The `{d}` formatter prints a decimal value.

#### Scientific notation

You can write large or small floating point numbers using scientific notation.

```zig
const large: f64 = 1.5e6;   // 1,500,000
const small: f64 = 2.5e-3;  // 0.0025
```

The `e` means “times ten to the power of.”

```text
1.5e6 means 1.5 * 10^6
2.5e-3 means 2.5 * 10^-3
```

Scientific notation is common in physics, graphics, simulations, and numerical code.

#### Converting between integers and floats

Zig does not silently convert integers and floats in many situations. You usually make the conversion explicit.

To convert an integer to a float, use `@floatFromInt`:

```zig
const count: u32 = 10;
const count_float: f64 = @floatFromInt(count);
```

To convert a float to an integer, use `@intFromFloat`:

```zig
const value: f64 = 42.9;
const whole: i32 = @intFromFloat(value);
```

This discards the fractional part.

```text
42.9 becomes 42
```

Be careful. If the float value cannot fit into the integer type, that is a problem.

```zig
const value: f64 = 1_000_000_000_000.0;
const small: i32 = @intFromFloat(value); // too large for i32
```

Zig makes this conversion explicit because it can lose information.

#### Float size matters

An `f32` uses less memory than an `f64`.

If you store one number, this usually does not matter.

If you store millions of numbers, it can matter a lot.

```zig
const PointF32 = struct {
    x: f32,
    y: f32,
};

const PointF64 = struct {
    x: f64,
    y: f64,
};
```

A `PointF32` stores two 32-bit floats.

A `PointF64` stores two 64-bit floats.

For a huge array of points, `f32` may use half the memory. But `f64` gives more precision.

This is a common tradeoff in systems programming.

#### Floating point and money

Do not use binary floating point for exact money calculations.

This is risky:

```zig
const price: f64 = 19.99;
```

It may look fine for printing, but internally it is approximate.

For money, prefer storing the smallest unit as an integer.

```zig
const price_cents: i64 = 1999;
```

This means `$19.99` stored as `1999` cents.
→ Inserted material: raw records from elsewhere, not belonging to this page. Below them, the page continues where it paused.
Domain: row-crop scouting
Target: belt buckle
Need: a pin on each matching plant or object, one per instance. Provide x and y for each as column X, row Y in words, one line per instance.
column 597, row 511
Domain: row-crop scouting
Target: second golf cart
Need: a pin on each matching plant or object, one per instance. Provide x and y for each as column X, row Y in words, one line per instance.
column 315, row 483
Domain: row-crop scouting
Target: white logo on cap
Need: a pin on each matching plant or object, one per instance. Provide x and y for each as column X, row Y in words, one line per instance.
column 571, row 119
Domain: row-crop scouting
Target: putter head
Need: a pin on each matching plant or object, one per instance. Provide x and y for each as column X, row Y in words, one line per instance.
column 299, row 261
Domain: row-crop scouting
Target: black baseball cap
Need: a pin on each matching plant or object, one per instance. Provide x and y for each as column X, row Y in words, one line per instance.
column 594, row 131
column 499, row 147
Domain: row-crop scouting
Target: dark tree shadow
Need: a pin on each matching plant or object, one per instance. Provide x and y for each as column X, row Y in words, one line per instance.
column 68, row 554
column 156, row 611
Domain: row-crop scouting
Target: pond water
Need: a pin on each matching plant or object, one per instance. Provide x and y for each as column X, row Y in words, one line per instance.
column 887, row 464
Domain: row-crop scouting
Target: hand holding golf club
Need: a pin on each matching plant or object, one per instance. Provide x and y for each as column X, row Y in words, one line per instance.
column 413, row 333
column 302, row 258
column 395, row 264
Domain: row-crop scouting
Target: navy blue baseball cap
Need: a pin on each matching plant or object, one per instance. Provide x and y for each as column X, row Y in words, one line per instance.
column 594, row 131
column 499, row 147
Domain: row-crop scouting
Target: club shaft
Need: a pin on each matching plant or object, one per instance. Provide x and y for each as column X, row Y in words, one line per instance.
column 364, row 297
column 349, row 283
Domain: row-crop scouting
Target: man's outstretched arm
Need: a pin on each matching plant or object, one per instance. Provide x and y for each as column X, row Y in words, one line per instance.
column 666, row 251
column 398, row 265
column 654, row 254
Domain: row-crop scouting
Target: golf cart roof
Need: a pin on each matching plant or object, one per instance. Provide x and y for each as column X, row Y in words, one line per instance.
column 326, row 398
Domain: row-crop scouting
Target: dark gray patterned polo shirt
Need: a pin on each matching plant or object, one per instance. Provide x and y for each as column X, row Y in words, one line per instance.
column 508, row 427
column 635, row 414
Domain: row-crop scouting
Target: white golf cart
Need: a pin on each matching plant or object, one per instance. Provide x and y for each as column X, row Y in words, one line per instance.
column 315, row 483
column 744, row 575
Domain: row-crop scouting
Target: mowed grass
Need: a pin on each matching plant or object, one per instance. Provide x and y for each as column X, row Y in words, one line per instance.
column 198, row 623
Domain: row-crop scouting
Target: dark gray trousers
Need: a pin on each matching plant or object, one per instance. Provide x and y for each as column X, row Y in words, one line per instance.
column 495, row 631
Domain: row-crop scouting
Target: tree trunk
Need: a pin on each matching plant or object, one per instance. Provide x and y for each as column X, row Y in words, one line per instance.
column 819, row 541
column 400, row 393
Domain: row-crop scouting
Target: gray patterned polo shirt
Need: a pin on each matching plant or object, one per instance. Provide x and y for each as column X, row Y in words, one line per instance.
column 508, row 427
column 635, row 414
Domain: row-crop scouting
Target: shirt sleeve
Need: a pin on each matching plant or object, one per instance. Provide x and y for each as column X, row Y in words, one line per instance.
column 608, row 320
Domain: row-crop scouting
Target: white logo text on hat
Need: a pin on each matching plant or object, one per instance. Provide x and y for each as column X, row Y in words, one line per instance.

Then addition and subtraction are exact:

```zig
const a: i64 = 1999;
const b: i64 = 250;

const total_cents = a + b; // 2249
```

This is a good general rule: use floating point for measurements, not exact accounting.

#### A complete example

```zig
const std = @import("std");

fn circleArea(radius: f64) f64 {
    const pi: f64 = 3.141592653589793;
    return pi * radius * radius;
}

pub fn main() void {
    const radius: f64 = 5.0;
    const area = circleArea(radius);

    std.debug.print("radius = {d}\n", .{radius});
    std.debug.print("area = {d}\n", .{area});
}
```

Output:

```text
radius = 5
area = 78.53981633974483
```

The function takes an `f64` and returns an `f64`.

```zig
fn circleArea(radius: f64) f64
```

That means the input and output are both floating point numbers.

#### The main idea

Floating point numbers are for approximate numeric values.

They are useful for measurements, graphics, simulations, geometry, physics, and many scientific calculations. They are not ideal for exact decimal values such as money.

For beginner Zig code, use `f64` when you need a floating point number. Use `f32` when memory size matters or an API specifically expects it.